Si chiama Eat the rich, gastronomia precaria per l’autodeterminazione alimentare, la mensa popolare di Bologna che mette in rete e coordina le realtà dedite alla produzione di cibo genuino per offrirlo a un prezzo accessibile a tutte le tasche.

Il progetto è nato sotto le due torri proprio per mettere in luce le contraddizioni di una città sempre più votata al turismo gastronomico, emblematiche di una realtà italiana che, promuovendo le cosiddette eccellenze nostrane, rischia di sdoganare i prezzi vertiginosi delle boutique di alimenti genuini, a cui si affiancano e fanno da controparte quelli sin troppo invitanti degli innumerevoli spacci di cibo spazzatura.

Eat the rich improvvisa banchetti in giro per la città e una volta a settimana offre un pranzo a offerta libera presso la Cucina Popolare dello spazio autogestito XM 24 (molto attivo in città e oggi purtroppo a rischio di sgombero), con l’intento di porre l’attenzione sulla provenienza delle materie prime e dimostrare che è possibile dare a tutti la possibilità di mangiare alimenti sani e buoni.

La frutta e la verdura di stagione provengono dai piccoli produttori di Campi Aperti, associazione attiva in città da più di un decennio con numerosi mercati e che ha avuto un peso fondamentale nel diffondere un’agricoltura contadina in difesa della sovranità alimentare in tutta Italia.
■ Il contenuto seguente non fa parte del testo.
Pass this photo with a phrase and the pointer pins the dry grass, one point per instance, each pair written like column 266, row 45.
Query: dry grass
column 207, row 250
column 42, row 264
La pasta, i legumi, le passate arrivano invece da realtà sparse sul territorio nazionale come la rete Fuori Mercato o la fattoria di Mondeggi, che condividono con il gruppo i contenuti fondamentali: l’utilizzo di prodotti rispettosi per l’ambiente, senza sfruttamento lavorativo e animale.

La scelta di servire pasti vegani gustosi e sempre diversi è un modo per diffondere consapevolezza sulla scelta antispecista, riportando l’attenzione su quella che sappiamo essere una delle principali cause di inquinamento del pianeta: gli allevamenti intensivi.

Il prezzo autogestito, con cui ognuno offre secondo le proprie possibilità, è un modo efficace per innescare il meccanismo del mutualismo e, a partire da un bisogno concreto come quello del mangiare, si cerca di superare la logica del servizio coinvolgendo il più possibile chi frequenta la mensa nella preparazione del pasto.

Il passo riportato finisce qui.